In this report, we describe the conversion of CY1 into a VIGS vector by identifying five locations that can accommodate inserts without losing infectivity. Nearly all hairpins with predicted thermodynamic properties (positional entropy [PE] and/or ΔG) differing from those of natural CY1 hairpins experienced deletions within a few weeks of infiltration. In contrast, duplication and insertion of four natural CY1 hairpins (up to 197 nt) into the same locations were maintained until plant senescence. Hairpins designed to mimic natural hairpins by containing similar conformations and thermodynamic properties were also retained in the CY1 VIGS vector, as were hairpins that shared thermodynamic properties but were conformationally distinct. By predicting and modulating these thermodynamic properties, hairpins could be designed that were retained in CY1 for at least 30 months in citrus without the detection of any deletion-containing variants. These findings demonstrate that RNA substructures have thermodynamic properties in coding and non-coding regions of +RNA viral genomes necessary for genome integrity and strongly suggest that incorporating similar properties into VIGS inserts can stabilize the inserted sequences, which opens up VIGS applications for long-lived trees and vines.
RESULTS
Identifying sites that can accommodate insertions in CY1
Converting CY1 into a VIGS vector first required identifying sites capable of accepting foreign sequences without adversely affecting important viral functions such as replication, translation, and movement.
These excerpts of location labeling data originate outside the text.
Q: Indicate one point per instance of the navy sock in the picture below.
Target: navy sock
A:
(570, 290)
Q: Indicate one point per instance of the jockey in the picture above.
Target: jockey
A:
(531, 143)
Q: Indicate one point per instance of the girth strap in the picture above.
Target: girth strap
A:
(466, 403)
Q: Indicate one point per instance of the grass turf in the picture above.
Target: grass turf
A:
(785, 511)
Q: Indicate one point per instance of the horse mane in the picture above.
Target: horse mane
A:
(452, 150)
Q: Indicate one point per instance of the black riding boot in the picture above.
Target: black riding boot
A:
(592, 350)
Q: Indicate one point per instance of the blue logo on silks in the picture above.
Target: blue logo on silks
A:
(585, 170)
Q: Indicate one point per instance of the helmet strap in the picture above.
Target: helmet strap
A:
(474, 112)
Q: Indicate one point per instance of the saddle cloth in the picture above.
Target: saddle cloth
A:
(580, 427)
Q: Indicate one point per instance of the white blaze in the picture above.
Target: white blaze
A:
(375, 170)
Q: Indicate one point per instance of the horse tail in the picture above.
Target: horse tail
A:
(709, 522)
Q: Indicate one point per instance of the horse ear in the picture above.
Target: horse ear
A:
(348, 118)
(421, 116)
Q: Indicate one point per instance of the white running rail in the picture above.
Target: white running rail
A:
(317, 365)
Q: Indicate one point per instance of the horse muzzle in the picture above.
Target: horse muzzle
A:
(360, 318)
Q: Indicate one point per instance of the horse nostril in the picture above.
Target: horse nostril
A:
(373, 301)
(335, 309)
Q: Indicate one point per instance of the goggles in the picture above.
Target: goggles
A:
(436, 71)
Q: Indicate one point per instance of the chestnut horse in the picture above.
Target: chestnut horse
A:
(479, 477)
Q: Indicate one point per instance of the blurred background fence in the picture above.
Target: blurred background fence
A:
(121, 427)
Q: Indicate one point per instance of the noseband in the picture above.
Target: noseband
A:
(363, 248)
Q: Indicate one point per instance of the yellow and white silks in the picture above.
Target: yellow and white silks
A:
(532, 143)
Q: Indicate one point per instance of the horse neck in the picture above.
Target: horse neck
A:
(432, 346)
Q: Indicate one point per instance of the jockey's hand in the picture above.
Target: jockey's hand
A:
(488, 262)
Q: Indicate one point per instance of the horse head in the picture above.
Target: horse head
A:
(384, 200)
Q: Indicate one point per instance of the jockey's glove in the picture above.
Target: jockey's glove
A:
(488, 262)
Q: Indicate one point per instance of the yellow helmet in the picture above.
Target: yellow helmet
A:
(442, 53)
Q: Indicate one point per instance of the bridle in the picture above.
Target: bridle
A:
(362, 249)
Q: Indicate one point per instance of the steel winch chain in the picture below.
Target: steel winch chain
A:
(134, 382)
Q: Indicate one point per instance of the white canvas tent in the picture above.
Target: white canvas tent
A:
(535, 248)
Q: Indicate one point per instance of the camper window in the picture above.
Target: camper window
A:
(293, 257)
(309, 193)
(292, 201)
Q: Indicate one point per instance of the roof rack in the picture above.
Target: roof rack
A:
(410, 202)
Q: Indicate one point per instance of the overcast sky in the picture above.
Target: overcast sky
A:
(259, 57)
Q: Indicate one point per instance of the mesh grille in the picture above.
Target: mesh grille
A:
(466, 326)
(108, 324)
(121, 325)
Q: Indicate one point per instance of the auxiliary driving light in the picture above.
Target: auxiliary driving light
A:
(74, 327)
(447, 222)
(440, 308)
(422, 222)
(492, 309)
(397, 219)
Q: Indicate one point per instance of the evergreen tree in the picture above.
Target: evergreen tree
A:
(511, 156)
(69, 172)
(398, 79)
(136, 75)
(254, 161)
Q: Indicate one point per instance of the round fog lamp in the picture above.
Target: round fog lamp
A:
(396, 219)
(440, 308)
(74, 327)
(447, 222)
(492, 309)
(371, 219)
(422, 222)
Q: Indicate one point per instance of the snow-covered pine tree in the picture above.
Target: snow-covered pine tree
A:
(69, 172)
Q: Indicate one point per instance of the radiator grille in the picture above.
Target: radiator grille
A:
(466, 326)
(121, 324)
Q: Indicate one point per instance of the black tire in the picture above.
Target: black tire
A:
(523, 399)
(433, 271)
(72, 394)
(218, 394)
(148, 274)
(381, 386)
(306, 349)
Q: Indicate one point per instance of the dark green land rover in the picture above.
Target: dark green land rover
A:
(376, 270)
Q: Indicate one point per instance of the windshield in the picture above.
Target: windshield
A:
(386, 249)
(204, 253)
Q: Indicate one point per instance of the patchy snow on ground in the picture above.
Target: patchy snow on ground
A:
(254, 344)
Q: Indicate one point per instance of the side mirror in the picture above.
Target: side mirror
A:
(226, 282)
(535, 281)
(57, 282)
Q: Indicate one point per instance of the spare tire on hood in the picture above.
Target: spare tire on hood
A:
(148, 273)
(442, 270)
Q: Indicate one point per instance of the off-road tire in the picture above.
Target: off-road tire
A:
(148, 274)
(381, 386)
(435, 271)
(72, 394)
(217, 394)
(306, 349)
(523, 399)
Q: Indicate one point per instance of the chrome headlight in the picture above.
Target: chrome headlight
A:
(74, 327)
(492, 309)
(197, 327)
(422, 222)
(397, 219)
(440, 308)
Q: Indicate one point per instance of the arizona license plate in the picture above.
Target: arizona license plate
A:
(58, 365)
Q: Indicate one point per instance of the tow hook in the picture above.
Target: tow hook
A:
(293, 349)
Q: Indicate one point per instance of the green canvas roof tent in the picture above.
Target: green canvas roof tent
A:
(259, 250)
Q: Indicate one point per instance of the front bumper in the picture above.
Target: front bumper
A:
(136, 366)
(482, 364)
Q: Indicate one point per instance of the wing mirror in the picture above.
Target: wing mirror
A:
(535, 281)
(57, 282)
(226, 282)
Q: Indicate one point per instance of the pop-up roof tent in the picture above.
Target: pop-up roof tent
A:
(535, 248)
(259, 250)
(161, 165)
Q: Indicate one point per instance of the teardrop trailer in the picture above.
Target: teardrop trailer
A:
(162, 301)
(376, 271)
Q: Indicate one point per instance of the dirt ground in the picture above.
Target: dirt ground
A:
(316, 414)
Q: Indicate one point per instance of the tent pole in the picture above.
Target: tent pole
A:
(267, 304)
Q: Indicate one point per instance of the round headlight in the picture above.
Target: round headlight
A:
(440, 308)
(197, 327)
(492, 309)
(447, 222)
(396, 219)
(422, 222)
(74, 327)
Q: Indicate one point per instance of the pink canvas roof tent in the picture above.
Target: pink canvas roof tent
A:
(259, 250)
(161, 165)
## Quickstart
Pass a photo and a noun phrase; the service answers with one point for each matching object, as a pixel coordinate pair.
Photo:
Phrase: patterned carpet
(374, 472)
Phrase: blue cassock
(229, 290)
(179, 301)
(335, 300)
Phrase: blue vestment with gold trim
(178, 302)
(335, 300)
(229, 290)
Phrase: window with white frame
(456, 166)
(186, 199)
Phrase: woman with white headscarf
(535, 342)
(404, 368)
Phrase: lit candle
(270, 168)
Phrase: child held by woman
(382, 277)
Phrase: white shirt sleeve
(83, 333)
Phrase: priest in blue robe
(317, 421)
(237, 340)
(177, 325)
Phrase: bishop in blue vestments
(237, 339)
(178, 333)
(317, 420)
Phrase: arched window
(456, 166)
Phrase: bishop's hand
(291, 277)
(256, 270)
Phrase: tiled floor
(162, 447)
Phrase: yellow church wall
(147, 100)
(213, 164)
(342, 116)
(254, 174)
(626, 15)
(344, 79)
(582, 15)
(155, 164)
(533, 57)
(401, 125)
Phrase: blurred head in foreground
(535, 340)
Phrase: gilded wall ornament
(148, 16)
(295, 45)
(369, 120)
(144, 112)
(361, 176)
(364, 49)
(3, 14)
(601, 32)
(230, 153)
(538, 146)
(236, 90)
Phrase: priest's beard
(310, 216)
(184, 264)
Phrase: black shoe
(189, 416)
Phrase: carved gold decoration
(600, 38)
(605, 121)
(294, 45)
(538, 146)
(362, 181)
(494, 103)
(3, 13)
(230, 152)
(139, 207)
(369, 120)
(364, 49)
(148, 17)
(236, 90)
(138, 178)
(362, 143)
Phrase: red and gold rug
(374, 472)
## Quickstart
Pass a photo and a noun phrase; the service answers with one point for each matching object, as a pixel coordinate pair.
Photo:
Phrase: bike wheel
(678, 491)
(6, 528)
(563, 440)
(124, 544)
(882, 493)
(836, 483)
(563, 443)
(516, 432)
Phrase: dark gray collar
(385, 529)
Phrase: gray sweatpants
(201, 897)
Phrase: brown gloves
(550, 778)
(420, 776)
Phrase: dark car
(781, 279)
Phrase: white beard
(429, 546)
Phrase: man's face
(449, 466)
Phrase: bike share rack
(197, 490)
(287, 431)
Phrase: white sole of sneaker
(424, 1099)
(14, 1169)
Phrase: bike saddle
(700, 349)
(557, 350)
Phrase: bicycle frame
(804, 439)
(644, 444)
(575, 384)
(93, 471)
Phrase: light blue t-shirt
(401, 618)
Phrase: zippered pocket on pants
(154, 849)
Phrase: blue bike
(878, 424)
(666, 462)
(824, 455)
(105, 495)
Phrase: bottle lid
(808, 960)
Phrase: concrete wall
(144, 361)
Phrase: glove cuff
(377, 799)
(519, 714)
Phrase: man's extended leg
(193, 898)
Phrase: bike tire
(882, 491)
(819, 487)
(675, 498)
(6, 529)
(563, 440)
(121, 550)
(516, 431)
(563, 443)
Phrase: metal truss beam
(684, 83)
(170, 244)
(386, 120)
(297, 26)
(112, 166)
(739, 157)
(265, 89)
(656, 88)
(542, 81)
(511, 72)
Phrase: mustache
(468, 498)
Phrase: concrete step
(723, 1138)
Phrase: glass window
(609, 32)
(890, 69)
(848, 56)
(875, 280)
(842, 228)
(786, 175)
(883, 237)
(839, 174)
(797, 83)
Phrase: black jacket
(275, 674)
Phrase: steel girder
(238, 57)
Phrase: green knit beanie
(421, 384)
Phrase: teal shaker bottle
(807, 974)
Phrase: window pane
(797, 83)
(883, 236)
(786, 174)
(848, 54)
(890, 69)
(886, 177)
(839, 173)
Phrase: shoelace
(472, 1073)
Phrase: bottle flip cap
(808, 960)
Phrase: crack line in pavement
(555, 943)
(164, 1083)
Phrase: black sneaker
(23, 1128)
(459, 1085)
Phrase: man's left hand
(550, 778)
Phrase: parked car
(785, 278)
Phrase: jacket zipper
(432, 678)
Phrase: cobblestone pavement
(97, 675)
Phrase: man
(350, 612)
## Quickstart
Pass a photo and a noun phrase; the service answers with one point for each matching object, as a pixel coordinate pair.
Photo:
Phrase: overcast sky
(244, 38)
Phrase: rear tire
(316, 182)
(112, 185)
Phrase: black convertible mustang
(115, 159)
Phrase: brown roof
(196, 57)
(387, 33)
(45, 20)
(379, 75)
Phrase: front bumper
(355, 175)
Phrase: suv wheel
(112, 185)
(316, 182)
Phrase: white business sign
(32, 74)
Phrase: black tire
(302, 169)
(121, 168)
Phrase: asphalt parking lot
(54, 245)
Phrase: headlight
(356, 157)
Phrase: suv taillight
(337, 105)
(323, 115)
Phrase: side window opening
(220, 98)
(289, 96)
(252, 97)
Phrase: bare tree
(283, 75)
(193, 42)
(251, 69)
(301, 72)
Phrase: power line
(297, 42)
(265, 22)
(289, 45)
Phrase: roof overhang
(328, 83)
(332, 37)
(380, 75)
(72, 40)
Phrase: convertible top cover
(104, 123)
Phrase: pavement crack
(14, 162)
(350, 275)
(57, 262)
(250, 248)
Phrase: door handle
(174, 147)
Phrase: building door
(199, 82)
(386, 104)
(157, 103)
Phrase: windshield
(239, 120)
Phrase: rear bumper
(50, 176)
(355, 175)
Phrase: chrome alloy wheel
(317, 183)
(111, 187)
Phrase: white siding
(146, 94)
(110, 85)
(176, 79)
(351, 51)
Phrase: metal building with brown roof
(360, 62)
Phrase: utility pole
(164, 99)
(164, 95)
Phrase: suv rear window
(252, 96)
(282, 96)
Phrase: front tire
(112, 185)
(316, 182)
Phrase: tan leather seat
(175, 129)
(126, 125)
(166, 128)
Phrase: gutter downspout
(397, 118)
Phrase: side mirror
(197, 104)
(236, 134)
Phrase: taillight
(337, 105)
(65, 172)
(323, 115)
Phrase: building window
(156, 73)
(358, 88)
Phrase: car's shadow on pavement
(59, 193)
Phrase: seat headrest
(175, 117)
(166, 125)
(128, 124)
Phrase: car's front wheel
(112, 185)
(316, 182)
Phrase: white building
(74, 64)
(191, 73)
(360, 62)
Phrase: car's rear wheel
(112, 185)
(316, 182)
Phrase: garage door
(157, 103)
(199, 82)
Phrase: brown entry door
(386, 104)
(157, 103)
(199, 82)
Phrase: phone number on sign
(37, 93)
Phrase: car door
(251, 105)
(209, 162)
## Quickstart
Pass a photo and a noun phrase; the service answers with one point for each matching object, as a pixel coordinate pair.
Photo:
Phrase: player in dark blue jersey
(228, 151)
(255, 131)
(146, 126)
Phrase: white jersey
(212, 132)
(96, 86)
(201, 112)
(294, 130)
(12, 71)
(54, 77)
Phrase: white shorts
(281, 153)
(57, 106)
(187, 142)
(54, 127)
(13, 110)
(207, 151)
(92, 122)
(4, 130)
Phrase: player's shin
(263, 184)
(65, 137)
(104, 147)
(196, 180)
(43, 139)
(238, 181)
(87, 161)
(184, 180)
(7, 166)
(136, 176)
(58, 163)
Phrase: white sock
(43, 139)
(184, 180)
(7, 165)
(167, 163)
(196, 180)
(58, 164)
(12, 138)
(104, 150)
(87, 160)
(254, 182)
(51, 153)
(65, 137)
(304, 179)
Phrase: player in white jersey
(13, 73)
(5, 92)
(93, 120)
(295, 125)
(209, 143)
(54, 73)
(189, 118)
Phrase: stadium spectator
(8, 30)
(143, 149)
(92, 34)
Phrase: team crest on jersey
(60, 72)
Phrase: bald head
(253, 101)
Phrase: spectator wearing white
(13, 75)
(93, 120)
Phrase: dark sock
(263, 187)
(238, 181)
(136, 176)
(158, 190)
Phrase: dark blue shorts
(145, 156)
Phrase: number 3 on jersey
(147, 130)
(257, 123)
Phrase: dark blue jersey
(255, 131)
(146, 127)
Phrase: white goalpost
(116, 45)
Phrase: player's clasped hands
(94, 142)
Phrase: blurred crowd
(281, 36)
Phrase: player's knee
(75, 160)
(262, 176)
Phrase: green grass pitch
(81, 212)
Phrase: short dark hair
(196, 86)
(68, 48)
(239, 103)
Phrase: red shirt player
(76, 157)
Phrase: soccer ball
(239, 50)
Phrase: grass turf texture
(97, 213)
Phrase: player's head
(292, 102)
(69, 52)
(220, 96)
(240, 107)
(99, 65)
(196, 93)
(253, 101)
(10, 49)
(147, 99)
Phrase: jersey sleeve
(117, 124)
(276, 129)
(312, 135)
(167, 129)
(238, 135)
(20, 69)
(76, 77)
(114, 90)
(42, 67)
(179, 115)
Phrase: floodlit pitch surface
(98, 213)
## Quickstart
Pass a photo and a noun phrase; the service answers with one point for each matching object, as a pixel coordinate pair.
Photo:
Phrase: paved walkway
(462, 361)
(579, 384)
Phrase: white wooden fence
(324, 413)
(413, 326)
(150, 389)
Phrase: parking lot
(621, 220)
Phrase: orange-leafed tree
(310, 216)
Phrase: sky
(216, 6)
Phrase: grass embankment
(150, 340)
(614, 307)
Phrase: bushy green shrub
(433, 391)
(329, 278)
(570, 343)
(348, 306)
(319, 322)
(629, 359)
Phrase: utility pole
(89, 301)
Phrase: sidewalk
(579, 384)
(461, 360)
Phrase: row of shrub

The CY1 secondary structure, which was previously mapped using a combination of SHAPE RNA structure probing and phylogenetic comparisons (20), subdivides into three domains (Fig. 1B). The 5ʹ terminal domain 1 (positions 1–668) contains the −1 programmed ribosomal frameshift (−1PRF) site and is separated from the 3ʹ terminal domain 3 (position 2399–2692) by a stem (labeled the “bridge”) that supports domain 2 (position 669–2398). To avoid disrupting the RdRp coding region (positions 9–2161), insert sites needed to be within the 571 nt 3ʹ UTR, which encompasses part of domain 2 (positions 2162–2398) and all of domain 3. Domain 3 contains elements just across the bridge and near the 3ʹ terminus that participate in −1PRF through long-distance RNA:RNA interactions (25). In addition, domain 3 harbors the eIF4G-binding, 3ʹ cap-independent translation enhancer (3ʹCITE) (24), as well as two hairpins near the 3ʹ terminus that are conserved in related umbraviruses and carmoviruses where they are required for replication (Fig. 1B) (2, 26). Considering this information, locations evaluated as possible insertion sites were mainly in single-stranded internal and apical loops in the 3ʹ UTR portion of domain 2.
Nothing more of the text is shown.